Init is a job-control service.

HTTP IPC

You communicate with init over http.

For example, to start a job you PUT to /job/:name where :name is the unique identifier for your job.

{
  "tasks": [
    {
      "exec": "node",
      "args": ["server.js"],
      "envs": {
        "PATH": "/bin:/root/lib/node_modules/myapp/node_modules/.bin"
      },
      "cwd": "/root/lib/node_modules/myapp",
      "fd": [...],
      "user": 2,
      "group": 3
    }
  ]
}

All of the above are required, aside from user and group.

File Descriptors

File descriptors are pointers to various IO conduits of a process. There are many things that can be represented by a file descriptor,

  • a normal file on the file system
  • an unnamed pipe between two processes
  • a named pipe
  • a network socket
  • a unix domain socket
  • a block or character device

Each of the above is represented by a file-descriptor, and various system calls can be made to each descriptor based on the thing it represents.
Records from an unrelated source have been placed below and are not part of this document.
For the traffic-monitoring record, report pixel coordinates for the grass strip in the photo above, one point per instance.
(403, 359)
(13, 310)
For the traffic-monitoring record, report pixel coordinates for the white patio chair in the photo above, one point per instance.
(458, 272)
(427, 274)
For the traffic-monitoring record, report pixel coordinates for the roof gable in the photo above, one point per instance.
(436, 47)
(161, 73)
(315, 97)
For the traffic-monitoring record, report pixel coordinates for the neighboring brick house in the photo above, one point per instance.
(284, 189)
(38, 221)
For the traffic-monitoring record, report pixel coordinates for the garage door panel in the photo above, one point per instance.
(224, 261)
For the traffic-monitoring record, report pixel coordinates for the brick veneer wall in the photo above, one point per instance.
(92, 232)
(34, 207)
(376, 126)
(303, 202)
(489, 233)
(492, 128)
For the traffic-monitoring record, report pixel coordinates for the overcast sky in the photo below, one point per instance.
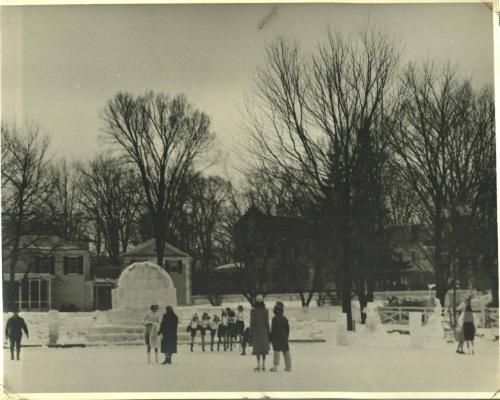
(61, 63)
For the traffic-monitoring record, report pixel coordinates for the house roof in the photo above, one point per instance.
(148, 248)
(51, 243)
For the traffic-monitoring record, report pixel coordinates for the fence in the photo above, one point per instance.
(487, 317)
(401, 315)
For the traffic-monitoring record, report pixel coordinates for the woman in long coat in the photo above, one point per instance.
(260, 330)
(469, 327)
(168, 330)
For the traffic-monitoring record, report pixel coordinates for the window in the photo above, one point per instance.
(73, 265)
(45, 265)
(173, 266)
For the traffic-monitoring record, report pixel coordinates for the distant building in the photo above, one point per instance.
(410, 243)
(175, 261)
(52, 274)
(66, 276)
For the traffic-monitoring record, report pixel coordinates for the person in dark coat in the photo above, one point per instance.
(280, 331)
(469, 327)
(246, 341)
(14, 331)
(168, 330)
(260, 330)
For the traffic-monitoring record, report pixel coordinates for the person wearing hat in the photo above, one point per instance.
(280, 331)
(260, 330)
(14, 331)
(152, 326)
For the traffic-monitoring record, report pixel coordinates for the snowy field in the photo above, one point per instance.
(316, 367)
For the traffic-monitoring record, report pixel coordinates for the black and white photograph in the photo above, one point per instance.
(249, 200)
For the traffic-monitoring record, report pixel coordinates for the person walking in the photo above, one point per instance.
(222, 331)
(213, 326)
(280, 330)
(168, 331)
(260, 330)
(14, 331)
(240, 325)
(193, 327)
(231, 328)
(469, 328)
(459, 334)
(152, 326)
(205, 319)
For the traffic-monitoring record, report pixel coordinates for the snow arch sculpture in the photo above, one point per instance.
(142, 284)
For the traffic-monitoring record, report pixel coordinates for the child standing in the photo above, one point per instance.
(245, 341)
(459, 334)
(240, 325)
(469, 327)
(205, 318)
(193, 327)
(222, 331)
(280, 331)
(213, 325)
(14, 331)
(231, 328)
(152, 327)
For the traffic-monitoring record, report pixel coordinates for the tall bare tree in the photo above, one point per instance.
(111, 196)
(66, 214)
(26, 187)
(311, 112)
(440, 145)
(163, 137)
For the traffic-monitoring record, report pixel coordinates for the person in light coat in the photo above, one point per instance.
(260, 330)
(280, 330)
(151, 329)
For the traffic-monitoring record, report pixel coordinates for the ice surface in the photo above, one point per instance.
(316, 367)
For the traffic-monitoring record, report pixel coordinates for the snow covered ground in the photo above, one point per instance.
(316, 367)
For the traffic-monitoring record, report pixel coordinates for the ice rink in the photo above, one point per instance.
(316, 367)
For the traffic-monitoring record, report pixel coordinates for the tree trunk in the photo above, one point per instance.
(494, 283)
(346, 303)
(363, 301)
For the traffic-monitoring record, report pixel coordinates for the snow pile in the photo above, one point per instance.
(305, 330)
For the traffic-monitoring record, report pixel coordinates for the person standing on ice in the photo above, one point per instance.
(205, 319)
(168, 331)
(152, 326)
(469, 327)
(459, 334)
(280, 331)
(14, 331)
(193, 327)
(231, 328)
(222, 330)
(213, 324)
(260, 330)
(240, 325)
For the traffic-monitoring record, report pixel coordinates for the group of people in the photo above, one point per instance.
(465, 330)
(230, 330)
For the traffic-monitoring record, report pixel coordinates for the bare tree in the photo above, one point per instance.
(440, 144)
(310, 116)
(66, 211)
(26, 187)
(112, 200)
(163, 137)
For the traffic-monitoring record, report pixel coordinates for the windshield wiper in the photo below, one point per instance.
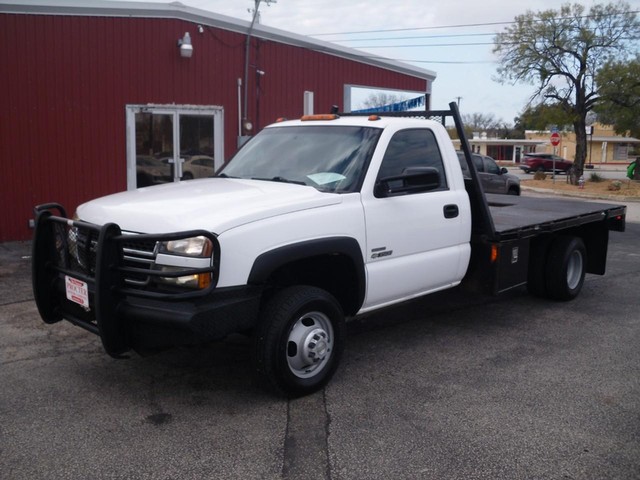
(279, 179)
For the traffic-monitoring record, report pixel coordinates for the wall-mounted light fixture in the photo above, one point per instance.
(184, 43)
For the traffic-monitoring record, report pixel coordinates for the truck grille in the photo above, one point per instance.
(81, 253)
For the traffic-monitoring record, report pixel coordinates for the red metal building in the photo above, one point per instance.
(97, 98)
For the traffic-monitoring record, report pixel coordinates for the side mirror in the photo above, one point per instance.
(412, 180)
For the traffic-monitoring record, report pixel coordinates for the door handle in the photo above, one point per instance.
(451, 211)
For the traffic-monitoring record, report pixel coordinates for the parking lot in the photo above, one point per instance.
(447, 387)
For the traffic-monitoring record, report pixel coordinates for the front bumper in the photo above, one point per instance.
(123, 315)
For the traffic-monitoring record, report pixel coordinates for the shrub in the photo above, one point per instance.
(615, 185)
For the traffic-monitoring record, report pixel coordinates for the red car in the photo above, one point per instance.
(543, 162)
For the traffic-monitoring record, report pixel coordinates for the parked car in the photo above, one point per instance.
(543, 162)
(198, 166)
(493, 178)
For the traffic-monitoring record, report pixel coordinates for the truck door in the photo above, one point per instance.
(416, 242)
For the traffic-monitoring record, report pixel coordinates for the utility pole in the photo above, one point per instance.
(247, 49)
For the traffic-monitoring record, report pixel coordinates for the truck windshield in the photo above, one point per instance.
(329, 158)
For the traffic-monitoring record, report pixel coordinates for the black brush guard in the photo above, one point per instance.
(99, 261)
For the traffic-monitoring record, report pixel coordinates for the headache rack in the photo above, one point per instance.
(482, 226)
(110, 264)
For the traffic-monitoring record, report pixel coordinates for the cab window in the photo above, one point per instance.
(412, 148)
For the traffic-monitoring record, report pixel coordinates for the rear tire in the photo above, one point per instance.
(566, 268)
(299, 340)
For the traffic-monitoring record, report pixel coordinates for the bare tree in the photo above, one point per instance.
(561, 52)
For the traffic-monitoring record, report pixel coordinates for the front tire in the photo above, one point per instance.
(299, 340)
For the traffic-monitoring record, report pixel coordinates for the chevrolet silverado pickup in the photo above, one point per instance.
(312, 222)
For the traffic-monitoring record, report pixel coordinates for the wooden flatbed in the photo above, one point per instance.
(521, 216)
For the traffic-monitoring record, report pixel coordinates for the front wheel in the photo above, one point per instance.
(299, 340)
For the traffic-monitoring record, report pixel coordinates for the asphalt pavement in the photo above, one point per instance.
(451, 386)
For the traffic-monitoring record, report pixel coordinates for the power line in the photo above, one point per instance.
(412, 37)
(436, 27)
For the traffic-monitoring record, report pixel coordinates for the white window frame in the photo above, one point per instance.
(175, 110)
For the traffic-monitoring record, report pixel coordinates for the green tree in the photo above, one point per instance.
(619, 87)
(560, 52)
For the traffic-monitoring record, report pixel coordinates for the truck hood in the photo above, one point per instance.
(212, 204)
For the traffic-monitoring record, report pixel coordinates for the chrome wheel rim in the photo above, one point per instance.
(309, 344)
(574, 269)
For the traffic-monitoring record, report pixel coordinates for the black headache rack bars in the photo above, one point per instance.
(482, 221)
(104, 267)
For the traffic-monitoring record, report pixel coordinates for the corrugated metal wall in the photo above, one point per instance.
(66, 80)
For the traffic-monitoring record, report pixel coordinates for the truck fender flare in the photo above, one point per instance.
(268, 262)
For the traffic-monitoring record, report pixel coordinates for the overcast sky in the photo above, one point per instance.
(453, 38)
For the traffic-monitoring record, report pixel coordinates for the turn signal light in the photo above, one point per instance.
(494, 253)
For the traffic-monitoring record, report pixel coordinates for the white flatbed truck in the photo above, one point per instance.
(312, 222)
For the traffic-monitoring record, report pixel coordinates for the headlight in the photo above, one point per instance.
(185, 254)
(193, 247)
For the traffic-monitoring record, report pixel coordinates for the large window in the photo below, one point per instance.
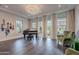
(61, 23)
(19, 25)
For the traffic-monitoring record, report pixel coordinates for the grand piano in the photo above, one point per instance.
(30, 33)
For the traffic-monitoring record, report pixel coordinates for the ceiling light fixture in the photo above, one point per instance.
(33, 9)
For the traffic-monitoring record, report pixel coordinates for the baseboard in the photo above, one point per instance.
(18, 37)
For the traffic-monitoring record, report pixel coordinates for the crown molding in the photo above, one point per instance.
(13, 13)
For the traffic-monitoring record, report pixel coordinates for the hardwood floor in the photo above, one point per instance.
(30, 47)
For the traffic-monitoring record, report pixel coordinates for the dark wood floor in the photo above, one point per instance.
(30, 47)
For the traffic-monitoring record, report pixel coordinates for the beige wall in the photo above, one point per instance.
(77, 19)
(11, 18)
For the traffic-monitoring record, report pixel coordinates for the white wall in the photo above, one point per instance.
(11, 18)
(76, 19)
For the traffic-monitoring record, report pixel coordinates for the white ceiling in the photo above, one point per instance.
(19, 9)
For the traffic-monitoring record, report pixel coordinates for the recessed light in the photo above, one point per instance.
(59, 5)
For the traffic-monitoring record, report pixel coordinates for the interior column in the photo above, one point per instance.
(44, 26)
(54, 26)
(71, 20)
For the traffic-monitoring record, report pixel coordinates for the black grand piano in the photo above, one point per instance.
(30, 33)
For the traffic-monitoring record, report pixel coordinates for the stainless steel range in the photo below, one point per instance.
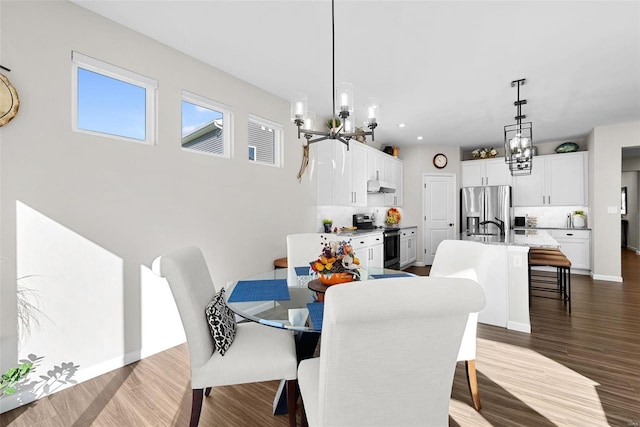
(391, 239)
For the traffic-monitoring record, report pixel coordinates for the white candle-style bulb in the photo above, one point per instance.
(344, 100)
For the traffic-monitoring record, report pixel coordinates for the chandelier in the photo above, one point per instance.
(341, 125)
(518, 139)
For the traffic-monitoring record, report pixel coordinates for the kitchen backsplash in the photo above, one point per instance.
(342, 216)
(550, 216)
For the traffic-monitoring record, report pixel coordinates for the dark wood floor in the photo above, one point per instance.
(581, 369)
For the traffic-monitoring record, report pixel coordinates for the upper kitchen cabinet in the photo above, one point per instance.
(479, 173)
(342, 174)
(555, 180)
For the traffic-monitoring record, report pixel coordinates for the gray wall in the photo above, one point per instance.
(88, 214)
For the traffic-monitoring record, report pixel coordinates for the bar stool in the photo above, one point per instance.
(549, 257)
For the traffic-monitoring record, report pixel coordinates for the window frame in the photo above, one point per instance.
(278, 140)
(227, 122)
(79, 60)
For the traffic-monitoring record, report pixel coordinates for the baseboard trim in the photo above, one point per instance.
(606, 278)
(519, 326)
(29, 394)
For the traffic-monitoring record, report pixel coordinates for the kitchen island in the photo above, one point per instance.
(507, 293)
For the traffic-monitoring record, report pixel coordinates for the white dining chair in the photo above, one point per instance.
(470, 260)
(258, 352)
(388, 352)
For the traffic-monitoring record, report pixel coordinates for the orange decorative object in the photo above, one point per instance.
(335, 278)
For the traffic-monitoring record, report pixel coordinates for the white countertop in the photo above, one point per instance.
(531, 238)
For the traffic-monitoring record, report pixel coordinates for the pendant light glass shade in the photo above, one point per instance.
(518, 139)
(518, 148)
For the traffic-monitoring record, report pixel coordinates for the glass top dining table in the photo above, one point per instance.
(283, 299)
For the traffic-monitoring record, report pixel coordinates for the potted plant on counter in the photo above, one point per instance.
(579, 219)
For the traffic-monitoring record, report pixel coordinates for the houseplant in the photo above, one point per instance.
(579, 219)
(484, 153)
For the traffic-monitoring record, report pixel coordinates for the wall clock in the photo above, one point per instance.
(9, 101)
(440, 160)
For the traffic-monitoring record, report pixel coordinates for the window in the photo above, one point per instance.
(110, 101)
(206, 125)
(265, 140)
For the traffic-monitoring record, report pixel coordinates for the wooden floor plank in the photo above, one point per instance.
(581, 369)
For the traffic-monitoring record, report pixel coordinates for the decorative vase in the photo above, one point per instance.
(335, 278)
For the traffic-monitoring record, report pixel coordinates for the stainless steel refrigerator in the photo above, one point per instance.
(481, 204)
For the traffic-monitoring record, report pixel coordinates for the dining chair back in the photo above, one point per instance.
(258, 353)
(388, 352)
(469, 260)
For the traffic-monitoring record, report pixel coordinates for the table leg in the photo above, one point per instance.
(306, 343)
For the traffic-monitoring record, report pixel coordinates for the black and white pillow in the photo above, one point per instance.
(222, 322)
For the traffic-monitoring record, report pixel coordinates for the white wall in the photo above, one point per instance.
(87, 215)
(605, 164)
(630, 180)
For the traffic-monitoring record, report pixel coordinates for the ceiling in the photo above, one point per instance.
(444, 68)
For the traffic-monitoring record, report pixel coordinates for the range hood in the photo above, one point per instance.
(377, 186)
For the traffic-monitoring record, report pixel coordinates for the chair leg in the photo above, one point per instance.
(292, 399)
(303, 415)
(196, 406)
(472, 379)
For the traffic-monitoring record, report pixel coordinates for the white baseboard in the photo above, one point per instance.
(520, 327)
(28, 395)
(606, 278)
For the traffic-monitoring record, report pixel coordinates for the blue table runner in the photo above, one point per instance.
(260, 290)
(316, 313)
(302, 271)
(389, 275)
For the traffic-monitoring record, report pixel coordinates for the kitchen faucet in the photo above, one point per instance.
(499, 224)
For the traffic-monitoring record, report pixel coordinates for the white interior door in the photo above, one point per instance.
(439, 207)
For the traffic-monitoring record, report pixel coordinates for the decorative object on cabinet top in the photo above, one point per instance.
(9, 101)
(567, 147)
(393, 216)
(484, 153)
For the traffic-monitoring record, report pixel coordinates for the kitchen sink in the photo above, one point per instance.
(482, 234)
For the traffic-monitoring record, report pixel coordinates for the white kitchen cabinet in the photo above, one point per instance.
(408, 242)
(555, 180)
(576, 245)
(369, 249)
(342, 179)
(478, 173)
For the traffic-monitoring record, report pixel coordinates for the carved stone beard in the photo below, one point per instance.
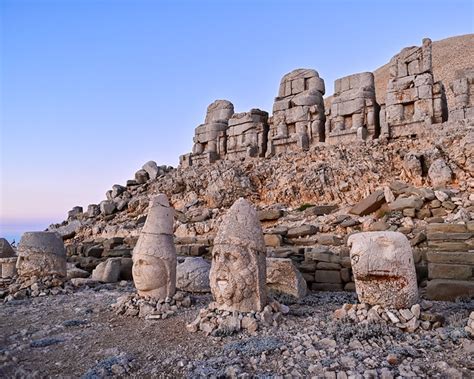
(233, 276)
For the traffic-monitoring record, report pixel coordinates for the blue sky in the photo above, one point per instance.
(90, 90)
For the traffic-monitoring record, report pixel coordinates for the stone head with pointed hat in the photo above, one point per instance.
(154, 256)
(238, 269)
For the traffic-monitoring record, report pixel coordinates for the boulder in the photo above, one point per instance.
(192, 275)
(383, 269)
(284, 278)
(370, 204)
(152, 169)
(108, 271)
(107, 207)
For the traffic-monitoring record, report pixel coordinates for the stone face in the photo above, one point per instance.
(449, 290)
(238, 269)
(247, 135)
(440, 173)
(210, 138)
(6, 251)
(383, 268)
(41, 254)
(284, 278)
(298, 112)
(463, 90)
(154, 255)
(412, 98)
(192, 275)
(353, 113)
(370, 204)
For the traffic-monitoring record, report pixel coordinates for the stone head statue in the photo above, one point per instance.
(154, 256)
(41, 254)
(384, 269)
(238, 268)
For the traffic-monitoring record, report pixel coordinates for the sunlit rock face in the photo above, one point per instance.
(384, 269)
(238, 269)
(154, 256)
(41, 254)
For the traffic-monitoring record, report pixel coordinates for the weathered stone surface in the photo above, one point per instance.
(440, 173)
(284, 278)
(152, 169)
(6, 251)
(238, 269)
(449, 290)
(107, 271)
(383, 268)
(370, 204)
(154, 255)
(8, 267)
(41, 254)
(192, 275)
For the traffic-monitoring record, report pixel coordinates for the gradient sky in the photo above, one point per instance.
(90, 90)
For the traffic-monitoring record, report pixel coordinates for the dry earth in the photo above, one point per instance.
(79, 335)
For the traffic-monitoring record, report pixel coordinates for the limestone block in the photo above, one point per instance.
(154, 255)
(8, 267)
(192, 275)
(108, 271)
(284, 278)
(41, 254)
(238, 269)
(383, 269)
(370, 204)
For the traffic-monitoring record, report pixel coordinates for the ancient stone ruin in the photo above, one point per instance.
(41, 254)
(238, 268)
(298, 112)
(353, 113)
(154, 256)
(383, 268)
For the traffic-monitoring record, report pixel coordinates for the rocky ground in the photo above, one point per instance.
(80, 335)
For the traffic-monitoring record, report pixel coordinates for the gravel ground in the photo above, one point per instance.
(79, 335)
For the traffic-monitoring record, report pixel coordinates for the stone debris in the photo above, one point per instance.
(409, 319)
(151, 308)
(238, 267)
(383, 268)
(154, 257)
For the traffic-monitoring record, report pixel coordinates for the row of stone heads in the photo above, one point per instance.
(300, 117)
(382, 262)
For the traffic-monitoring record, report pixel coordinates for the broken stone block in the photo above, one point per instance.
(284, 278)
(383, 269)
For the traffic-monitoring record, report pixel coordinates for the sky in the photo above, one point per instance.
(90, 90)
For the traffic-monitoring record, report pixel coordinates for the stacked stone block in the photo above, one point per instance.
(353, 114)
(298, 112)
(210, 139)
(450, 259)
(463, 89)
(247, 135)
(413, 99)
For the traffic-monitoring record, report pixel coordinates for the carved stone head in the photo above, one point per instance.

Going forward, we probably want init to work with all of the above.

{ // a file
  type: "file",
  path: "/root/docs/myfile.txt",
  mode: "rw"  
}

{ // a unix socket
  type: "unix socket",
  path: "/root/var/myapp.sock"
}

{ // a network socket
  type: "network socket",
  bind: "127.0.0.1",
  port: 8080
}

{ // a named pipe
  type: "pipe",
  path: "..."
}

I don't want to support all of these yet, but it's something to keep in mind. I'm also not sure how to represent unnamed pipes between processes.

Init should respond with 501 Not Implemented, rather than a 400/500 error when using an unsupported file type.

Authentication

HTTP is secure. If you think otherwise, you should stop using all websites.

HTTP security can be poorly implemented however. We actually punt on handling security init the server. Instead, we require that you secure the socket.

For simple cases, you can bind to localhost. Only processes on the same host can access init.

A better approach might be binding to a unix domain socket, for example /root/var/init.sock. You can use file-system permissions to restrict access to the http server. This is how Docker works.

Permissions

There are no permissions. Either you have access to everything, or nothing.

In a multi-user environment, each user will run their own init service.

-+ init (root)
  \
   +-+ init (bob)
   |  \
   |   server.js (bob's server)
   |
   +-+ init (tom)
      \
       server.js (tom's server)

Restart Semantics

There are no restart semantics. You can restart a job by defining a second restart task, e.g.

{
  tasks: [
    {...}, // job to run 
    {...}  // command to restart job
  ]
}

Restart semantics are difficult

  • A process that exits immediately due to an error can peg the CPU at 100%.
  • Generally we do not want to ever stop trying to restart a process.
    Do you care more if your CPU gets pegged for a while, or your website goes down?
  • Sometimes we want notifications when processes exit.

We let the caller to init decide how they want to handle restart.

  • Tasks are always run serially.
    The previous task always exist before the next one starts.
  • The exit code of the previous process is available via the
    environment variable TASK_EXIT.
    This will either be the number or signal name that
    caused the previous task to exit.

Review

  • Init is simple, yet flexible.
  • Init is focused on running tasks, and jobs.
  • Init should export a well-defined API, to allow multiple products interact with it.